Hierarchical autonomous switching control of a multi-modes omnidirectional mobile robot

Abstract

Adequate control flexibility and tracking precision of the omnidirectional mobile robot (OMR) are difficult to be guaranteed with a fixed control mode. To address this challenge, this paper presents a modified hierarchical autonomous switching control scheme for an OMR with multiple maneuver-modes, which is capable of switching the alternative modes to adapt to the operational conditions and performing a satisfactory trajectory tracking control. Utilizing a hierarchical switching signal, the design begins by formulating a hybrid discrete OMR system with multiple subsystems cascading to its alternative kinematic states.

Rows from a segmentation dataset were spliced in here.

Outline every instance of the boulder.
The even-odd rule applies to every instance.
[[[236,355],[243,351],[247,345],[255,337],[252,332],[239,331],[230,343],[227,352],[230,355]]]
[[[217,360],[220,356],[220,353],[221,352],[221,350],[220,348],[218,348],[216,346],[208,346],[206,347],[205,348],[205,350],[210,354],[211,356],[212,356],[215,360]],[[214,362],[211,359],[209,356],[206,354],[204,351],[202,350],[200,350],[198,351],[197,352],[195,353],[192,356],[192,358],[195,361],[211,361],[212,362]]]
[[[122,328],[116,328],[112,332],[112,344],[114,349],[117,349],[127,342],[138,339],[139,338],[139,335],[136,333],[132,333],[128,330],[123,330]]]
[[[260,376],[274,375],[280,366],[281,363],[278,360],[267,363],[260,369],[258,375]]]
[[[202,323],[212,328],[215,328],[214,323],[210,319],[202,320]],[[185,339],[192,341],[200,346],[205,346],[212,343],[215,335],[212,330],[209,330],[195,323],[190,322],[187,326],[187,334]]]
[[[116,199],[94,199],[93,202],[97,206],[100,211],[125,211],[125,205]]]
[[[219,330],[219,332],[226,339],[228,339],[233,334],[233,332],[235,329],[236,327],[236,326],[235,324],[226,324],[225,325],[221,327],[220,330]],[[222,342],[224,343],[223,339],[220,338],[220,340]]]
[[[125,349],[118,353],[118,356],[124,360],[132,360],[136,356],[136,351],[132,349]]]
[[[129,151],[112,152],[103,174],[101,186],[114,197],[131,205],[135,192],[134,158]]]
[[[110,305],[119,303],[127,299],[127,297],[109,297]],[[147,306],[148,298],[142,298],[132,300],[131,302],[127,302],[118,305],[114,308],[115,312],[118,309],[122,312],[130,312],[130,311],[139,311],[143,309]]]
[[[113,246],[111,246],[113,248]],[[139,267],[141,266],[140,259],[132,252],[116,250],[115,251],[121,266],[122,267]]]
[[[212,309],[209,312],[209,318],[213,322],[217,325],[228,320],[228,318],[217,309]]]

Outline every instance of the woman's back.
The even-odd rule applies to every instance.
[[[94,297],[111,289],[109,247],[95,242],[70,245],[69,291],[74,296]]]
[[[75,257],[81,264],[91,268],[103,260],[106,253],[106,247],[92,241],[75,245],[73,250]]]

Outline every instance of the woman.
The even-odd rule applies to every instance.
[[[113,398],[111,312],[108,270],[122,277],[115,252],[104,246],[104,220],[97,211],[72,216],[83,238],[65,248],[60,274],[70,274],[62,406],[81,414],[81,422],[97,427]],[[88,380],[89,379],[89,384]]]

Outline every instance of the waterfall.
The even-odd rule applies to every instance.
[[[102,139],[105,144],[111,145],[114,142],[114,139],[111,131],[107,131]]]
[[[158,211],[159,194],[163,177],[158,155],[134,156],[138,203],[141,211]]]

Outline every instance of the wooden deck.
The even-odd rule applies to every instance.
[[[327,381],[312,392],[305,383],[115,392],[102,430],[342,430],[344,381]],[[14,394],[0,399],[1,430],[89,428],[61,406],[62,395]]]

Under the integrated system constraints, a new hierarchical switched fractional-order receding horizon control is presented to offer more adjusting flexibilities, which constructs a novel fractional-order cost function and then derives a numerical solvable solution. Meanwhile, with a Lyapunov-principle-based supervisory variable, an autonomous switching law is proposed so that the preferred subsystem can be selected to enhance the moving maneuverability. Under certain average dwell time conditions, the asymptotic stability of the resultant system is guaranteed. Finally, comparative experiments implemented on the real-world scenarios are provided to demonstrate the superior tracking performance and enhanced robustness of the proposed hierarchical autonomous switching control method as compared to traditional control schemes.